Got it. And then also, NVIDIA had some news regarding the data center providing computer power for AI, and just wondering if that helps you or if that's competitive.

speaker
John

No, I think it's very much supportive of the value proposition. You know, I was on their call, and I read their, you know, what was said on the call, and... You know, I think the way they're viewing the opportunity is very much the way we're viewing the opportunity. They're looking at it from a different perspective. They're looking at it from a perspective enabling it from a processor side. We're looking at it from a perspective of enabling it with data. And, you know, these are two sides of the same coin as far as I'm concerned.

speaker
Operator

Yep, that's exactly what I thought. I just wanted to hear you confirm that. And then lastly, Would you expect your gross margins to increase over the next 12 to 36 months? Will there be a greater software component or will it still be, you know, heavily weighted towards services?

speaker
John

You know, I think it depends on kind of what happens. Given the activity that we're now seeing of great significance, I think we will continue, if we're successful at closing the opportunities that are before us, I think we're going to continue to see a very heavy weighting toward solutions and services from a consolidated margin perspective. I'm willing to live with that problem, though. Right.

speaker
Operator

So that means still in the below 40?

speaker
John

Not necessarily. I think that, you know, as we start to move you know, execute the plan, we will be able to move above 40% over time, but probably still below 50. Again, you know, if it remains to be seen what we're able to deliver on the platform side, but if the opportunity is as large as we're hoping it is on the solution side, you know, I think it will wait toward that. Yeah.

speaker
Operator

Sounds good. Keep up the good work and look forward to continuing to monitor your progress over time. Thanks. Thank you.

speaker
Tim Clarkson

We have reached the end of the question and answer session, and I will now turn the call over to Jack for closing remarks.

speaker
John

Thank you, operator. So, yeah, I'll quickly recap. You know, we're seeing very recent acceleration in AI investment by large tech companies. seems to be coinciding with OpenAI's release of ChatGPT. We're now either expanding work with or beginning work with or discussing, starting work with four of the five largest tech companies in the world. And much of what is under discussion has to do with building and improving large language models. Very excited about where we are with these companies and excited about where we are with a host of similarly impressive companies across other domains.

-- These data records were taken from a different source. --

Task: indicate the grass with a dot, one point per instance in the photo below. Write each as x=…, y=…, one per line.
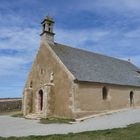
x=55, y=120
x=132, y=132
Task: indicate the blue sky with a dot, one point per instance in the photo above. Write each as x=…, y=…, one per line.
x=110, y=27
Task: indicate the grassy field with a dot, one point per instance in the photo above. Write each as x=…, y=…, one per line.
x=132, y=132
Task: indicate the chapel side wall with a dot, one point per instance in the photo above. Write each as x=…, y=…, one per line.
x=59, y=98
x=89, y=100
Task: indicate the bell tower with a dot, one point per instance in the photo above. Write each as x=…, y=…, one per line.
x=47, y=30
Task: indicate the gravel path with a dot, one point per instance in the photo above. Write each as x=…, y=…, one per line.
x=10, y=126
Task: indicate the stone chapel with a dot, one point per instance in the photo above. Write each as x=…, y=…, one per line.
x=67, y=82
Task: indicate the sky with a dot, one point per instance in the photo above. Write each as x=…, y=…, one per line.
x=110, y=27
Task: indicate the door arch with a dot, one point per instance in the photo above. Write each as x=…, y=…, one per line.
x=131, y=96
x=41, y=100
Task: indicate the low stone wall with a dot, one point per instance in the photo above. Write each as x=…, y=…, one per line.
x=7, y=105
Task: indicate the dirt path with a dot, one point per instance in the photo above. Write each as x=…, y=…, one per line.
x=10, y=126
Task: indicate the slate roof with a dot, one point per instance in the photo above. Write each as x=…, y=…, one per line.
x=92, y=67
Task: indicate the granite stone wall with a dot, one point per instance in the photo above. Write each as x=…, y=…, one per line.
x=10, y=105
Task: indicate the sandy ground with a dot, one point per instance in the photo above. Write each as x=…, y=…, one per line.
x=10, y=126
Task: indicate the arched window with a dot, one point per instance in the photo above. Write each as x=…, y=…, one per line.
x=131, y=98
x=104, y=93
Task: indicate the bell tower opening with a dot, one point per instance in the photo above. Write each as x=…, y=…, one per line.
x=47, y=29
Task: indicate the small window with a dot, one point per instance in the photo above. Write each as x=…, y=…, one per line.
x=104, y=93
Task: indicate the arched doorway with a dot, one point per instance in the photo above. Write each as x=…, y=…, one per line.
x=131, y=96
x=40, y=100
x=104, y=93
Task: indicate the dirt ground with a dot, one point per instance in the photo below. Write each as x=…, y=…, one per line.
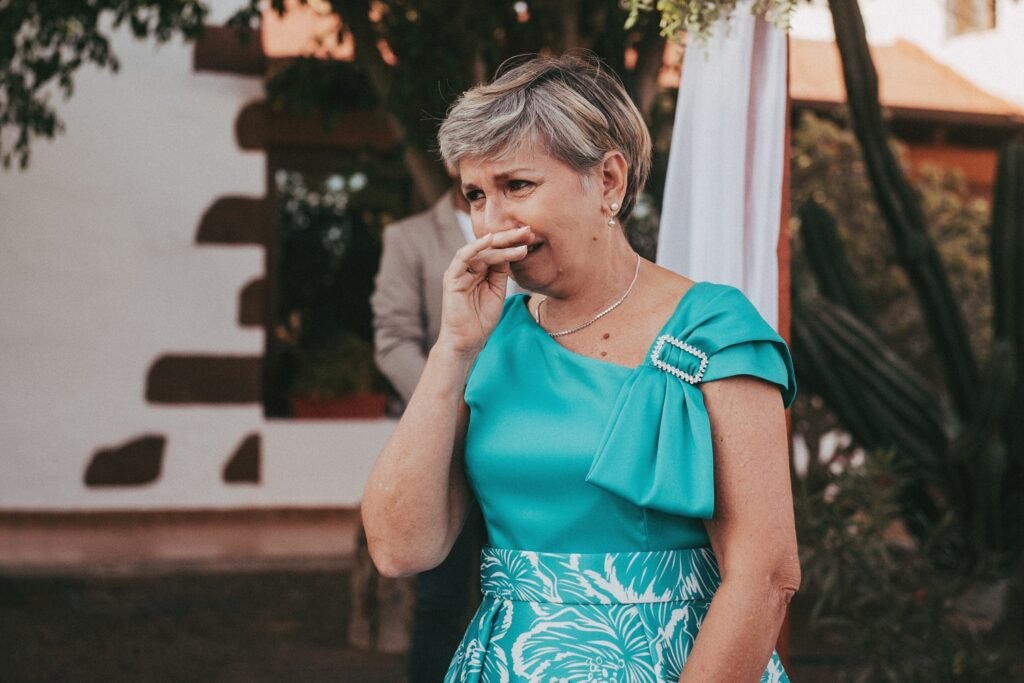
x=202, y=627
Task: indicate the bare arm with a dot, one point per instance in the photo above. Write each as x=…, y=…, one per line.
x=399, y=337
x=416, y=499
x=753, y=532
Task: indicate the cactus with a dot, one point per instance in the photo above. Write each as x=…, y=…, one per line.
x=825, y=256
x=901, y=210
x=1008, y=292
x=976, y=465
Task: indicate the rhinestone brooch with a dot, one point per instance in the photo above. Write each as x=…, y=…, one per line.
x=672, y=370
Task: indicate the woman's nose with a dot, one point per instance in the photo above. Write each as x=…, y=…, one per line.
x=494, y=218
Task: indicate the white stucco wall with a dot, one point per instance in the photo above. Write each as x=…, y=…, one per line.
x=100, y=274
x=989, y=58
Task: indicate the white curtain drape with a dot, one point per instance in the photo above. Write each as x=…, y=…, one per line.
x=722, y=206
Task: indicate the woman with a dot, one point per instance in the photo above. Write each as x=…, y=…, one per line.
x=623, y=429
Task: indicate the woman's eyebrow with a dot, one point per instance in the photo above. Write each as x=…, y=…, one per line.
x=506, y=174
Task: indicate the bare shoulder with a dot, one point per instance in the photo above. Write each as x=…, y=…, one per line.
x=663, y=291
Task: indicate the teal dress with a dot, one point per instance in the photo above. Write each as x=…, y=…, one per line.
x=594, y=480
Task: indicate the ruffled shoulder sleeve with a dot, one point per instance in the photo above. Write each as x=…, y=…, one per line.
x=656, y=449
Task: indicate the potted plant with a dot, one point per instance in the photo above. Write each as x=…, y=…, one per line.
x=338, y=379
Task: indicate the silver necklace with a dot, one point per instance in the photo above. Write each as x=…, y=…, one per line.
x=594, y=319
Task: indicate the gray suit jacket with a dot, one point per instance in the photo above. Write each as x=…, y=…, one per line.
x=407, y=299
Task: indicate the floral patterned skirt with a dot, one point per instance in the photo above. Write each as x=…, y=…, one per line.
x=609, y=616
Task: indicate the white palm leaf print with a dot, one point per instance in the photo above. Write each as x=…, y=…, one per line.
x=508, y=572
x=677, y=625
x=594, y=645
x=479, y=655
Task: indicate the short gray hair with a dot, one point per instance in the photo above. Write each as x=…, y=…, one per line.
x=576, y=108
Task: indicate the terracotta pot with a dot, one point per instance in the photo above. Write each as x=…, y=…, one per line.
x=357, y=406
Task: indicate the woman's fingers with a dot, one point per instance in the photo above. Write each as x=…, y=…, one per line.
x=493, y=249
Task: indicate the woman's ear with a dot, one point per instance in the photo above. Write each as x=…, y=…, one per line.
x=614, y=177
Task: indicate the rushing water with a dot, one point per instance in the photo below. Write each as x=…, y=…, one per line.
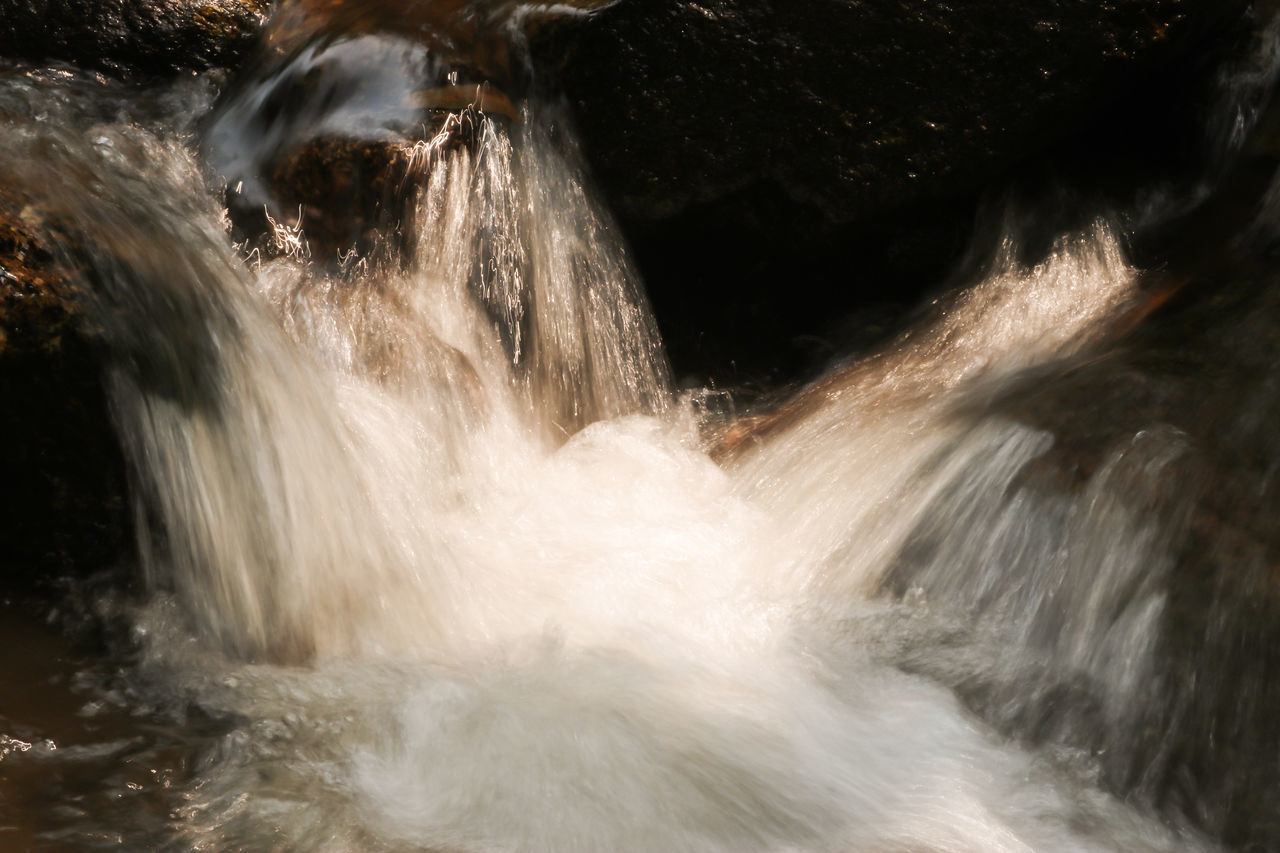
x=437, y=556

You know, even though forecasting exact close dates remains challenging, we think we're in the right place at the right time to ride this wave. We're seeing positive trends across our other business segments as well. Synodex growth last year was huge. It's well positioned to expand in its market this year. Agility, you know, supported by what we believe was a very successful release of PR Copilot. We continue to make great strides in win rate, net retention, bookings, all of which are, of course, leading indicators of accelerating growth. So very excited to be here today, very excited with the news that we're sharing today, and thank you all for participating in this call. We'll look forward to our next call with you.

speaker
Tim Clarkson

This concludes today's conference, and you may disconnect your lines at this time. Thank you for your participation.